Ah, I’d missed the prompt to choose the directory - it splits it perfectly now (and is very quick!) thank you, and I’ve put the Tenant demsuite in as a variable so that the split csv batches can be named with and identified by invoice type as well as a batch number (%i+1 so it doesn’t start at zero). I’m hoping I can just use the name of the csv as the resulting print job but I haven’t tested this yet.

Currently I just have one problem which I could probably work around but would prefer if I could just stop it from happening altogether: In the split csv batches the dates are re-formatted into a dd/mm/yyyy format - the initial data comes out from our system in a dd-MMM-yy format and I would prefer it to stay this way in the split data so I can use the same datamapper for smaller runs that don’t require splitting, or if we want to make copy invoices with the original data. Any way that I can get it to prevent the re-formatting, or re-format the dates back in the end product?

AlbertsN · March 27, 2017, 9:49am

Neat, glad you`ve got it working. Interesting that it changes the date format. I had not noticed it doing that for me, but it certainly is.

It appears to be taking the format defined in the Regional Settings on my server. I don`t recommend modifying that, however, as it may impact other things.

You can format the date directly in the SQL select string so that when the CSV is output, it has the correct format. Documentation can be found here: https://www.w3schools.com/sql/func_date_format.asp

However, probably the easiest would be to simply modify this in Connect.
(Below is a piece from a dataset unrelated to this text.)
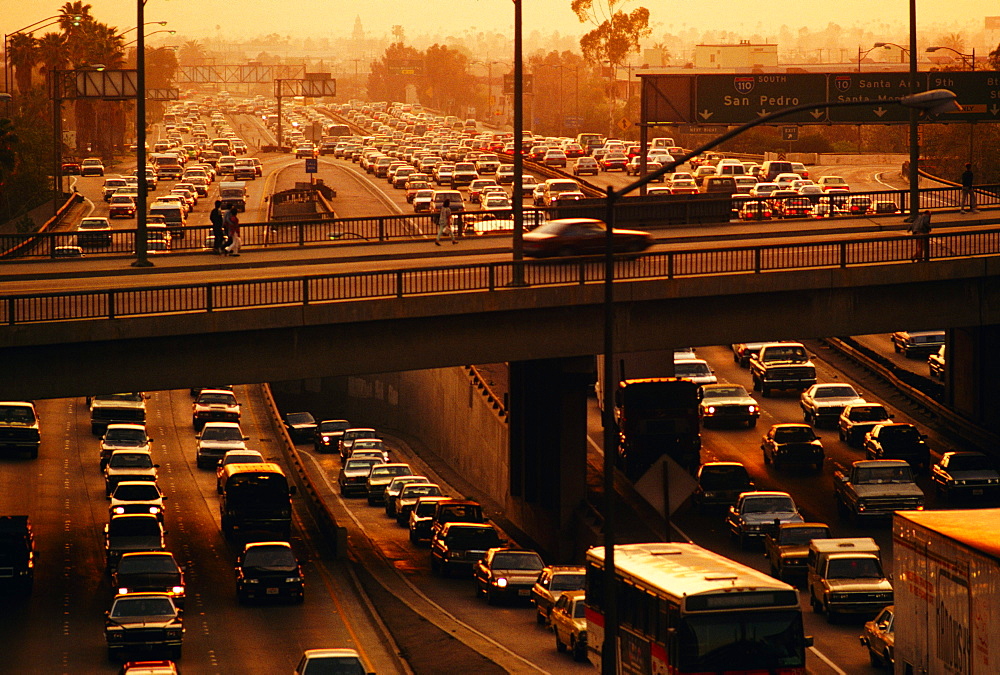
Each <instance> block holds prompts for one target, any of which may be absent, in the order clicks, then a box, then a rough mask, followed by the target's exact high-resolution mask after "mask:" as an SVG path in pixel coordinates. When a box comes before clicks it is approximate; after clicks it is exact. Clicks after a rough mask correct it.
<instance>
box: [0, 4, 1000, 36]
mask: <svg viewBox="0 0 1000 675" xmlns="http://www.w3.org/2000/svg"><path fill="white" fill-rule="evenodd" d="M63 1H65V0H63ZM136 1H137V0H91V2H90V5H91V6H92V8H91V13H92V14H93V15H94V16H95V17H96V18H97V19H98V20H99V21H102V22H105V23H109V24H111V25H114V26H118V27H119V28H122V29H125V28H128V27H131V26H134V25H135V17H136ZM523 3H524V4H523V5H522V7H523V12H524V14H523V16H524V31H525V34H528V33H530V32H531V31H534V30H539V31H541V32H542V33H548V32H551V31H559V32H560V33H563V34H566V33H569V34H578V33H581V32H582V31H583V30H585V29H587V26H585V25H584V24H581V23H580V22H579V21H578V20H577V18H576V16H575V15H574V14H573V12H572V10H571V9H570V0H523ZM2 4H3V11H2V12H0V29H2V30H3V32H4V33H8V32H10V31H16V30H19V29H20V28H22V27H23V26H25V25H28V24H30V23H32V22H34V21H38V20H39V19H44V18H45V17H46V16H50V15H52V14H56V13H57V12H58V11H59V7H60V6H62V2H58V1H53V0H21V1H20V2H18V1H17V0H2ZM639 5H643V6H646V7H648V8H649V10H650V14H651V16H650V23H651V25H652V26H653V28H654V32H653V37H654V38H655V37H657V36H658V35H661V34H663V33H665V32H679V31H681V30H683V29H686V28H690V27H694V28H697V29H703V30H731V31H740V30H742V31H745V32H747V33H748V34H749V33H751V32H770V31H772V30H773V32H775V33H776V32H777V29H778V28H779V27H780V26H781V25H782V24H787V25H788V26H790V27H792V28H793V29H797V28H799V27H801V26H806V27H809V28H823V27H825V26H826V25H827V24H829V23H838V24H840V25H841V26H845V27H847V26H852V25H855V24H865V25H872V26H873V27H874V26H889V27H894V26H896V27H900V29H902V27H903V26H905V25H906V22H907V20H908V7H909V3H908V1H907V0H812V2H807V3H806V4H805V5H798V4H795V5H790V4H789V3H785V2H760V1H759V0H754V1H750V0H715V1H714V2H709V1H705V0H702V1H700V2H667V1H665V0H633V1H632V2H630V3H628V4H626V5H625V9H626V10H630V9H632V8H634V7H637V6H639ZM793 6H794V11H790V10H791V8H792V7H793ZM366 12H367V13H366ZM359 14H360V15H361V21H362V24H363V26H364V28H365V31H366V33H368V34H370V35H372V36H373V37H377V36H381V35H383V34H387V33H389V31H390V30H391V28H392V26H393V25H394V24H400V25H402V26H403V28H404V30H405V31H406V34H407V35H409V36H415V35H418V34H422V33H430V34H441V35H449V34H451V35H457V34H461V33H464V32H465V31H466V30H467V29H469V28H475V29H478V30H494V31H497V32H512V26H513V3H512V2H511V0H417V1H413V0H410V1H408V2H404V1H398V0H378V1H377V2H347V1H345V0H147V1H146V20H147V21H154V20H155V21H159V20H166V21H169V22H170V25H169V26H168V27H167V28H170V29H173V30H176V31H177V32H178V33H179V34H183V35H184V36H185V37H193V38H198V37H205V36H214V35H216V34H217V30H221V32H222V33H230V34H232V35H234V36H236V35H240V36H245V35H250V36H253V35H259V34H265V33H271V32H277V33H280V34H282V35H292V36H293V37H306V36H312V37H324V36H326V37H336V36H341V35H344V34H349V33H350V32H351V29H352V28H353V26H354V18H355V16H357V15H359ZM985 15H997V16H1000V4H998V3H996V2H995V0H947V1H945V0H920V1H918V2H917V20H918V25H919V26H930V25H931V24H936V25H937V26H942V27H943V26H952V27H953V30H954V32H960V31H962V30H965V29H968V30H976V31H980V30H982V27H983V17H984V16H985ZM217 27H221V28H217ZM157 28H158V27H157ZM50 30H51V29H50ZM149 30H153V28H152V27H150V28H149ZM998 33H1000V32H998V31H994V33H993V34H992V35H990V36H989V39H990V40H991V41H992V42H993V44H994V45H995V44H996V41H997V40H1000V35H998ZM164 37H167V36H164V35H158V36H154V37H151V38H150V39H151V40H154V41H157V42H159V41H160V40H162V39H163V38H164ZM895 37H896V38H897V39H903V38H904V37H905V33H901V34H900V35H897V36H895ZM886 39H887V40H891V39H892V36H887V37H886ZM984 46H985V45H984Z"/></svg>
Since you know the date format will be coming out of the split in a given format, you can also modify your datamapping and template to work with the new date format input.

So in the extraction step for each of the dates in the CSV, specify that they are of Type DATE, and then tell it what format to expect in the field below. For example, mine are formatted as: “30-Jan-17” so in my date format I specify “dd-MM-yy” You can find the specifications for that here: PlanetPress Connect 1.6.1 User Guide

Once this is done, Connect knows that those fields are Dates and you can now re-format them however you like by using the date format function. Details on that here: PlanetPress Connect 1.6.1 User Guide

This is probably the most flexible since it allows you change the format however you like in the design template without modifying the base data any further.

PeterMeissner · March 17, 2021, 10:05am

Alternatively, I can recommend Powershell Core. With the following example, a CSV can be sorted over several splats (hierarchies).
$csv_in = $args[0]
$csv_out = $args[1]
$prop1 = @{Expression=‘column3’; Ascending=$true}
$prop2 = @{Expression=‘column3’; Ascending=$true}
Import-Csv -Path $csv_in -Delimiter “;” | Sort-Object $prop1, $prop2 | Export-Csv -Path $csv_out -Delimiter “;” -NoTypeInformation -UseQuotes Never

Please note: Powershell Core is the newer version of Windows Powershell, but has several advantages and is also multi-platform capable!

ws-garcia · March 20, 2021, 5:56pm

I can’t view your fake dataset. Can you share the fake data through other service like Dropbox?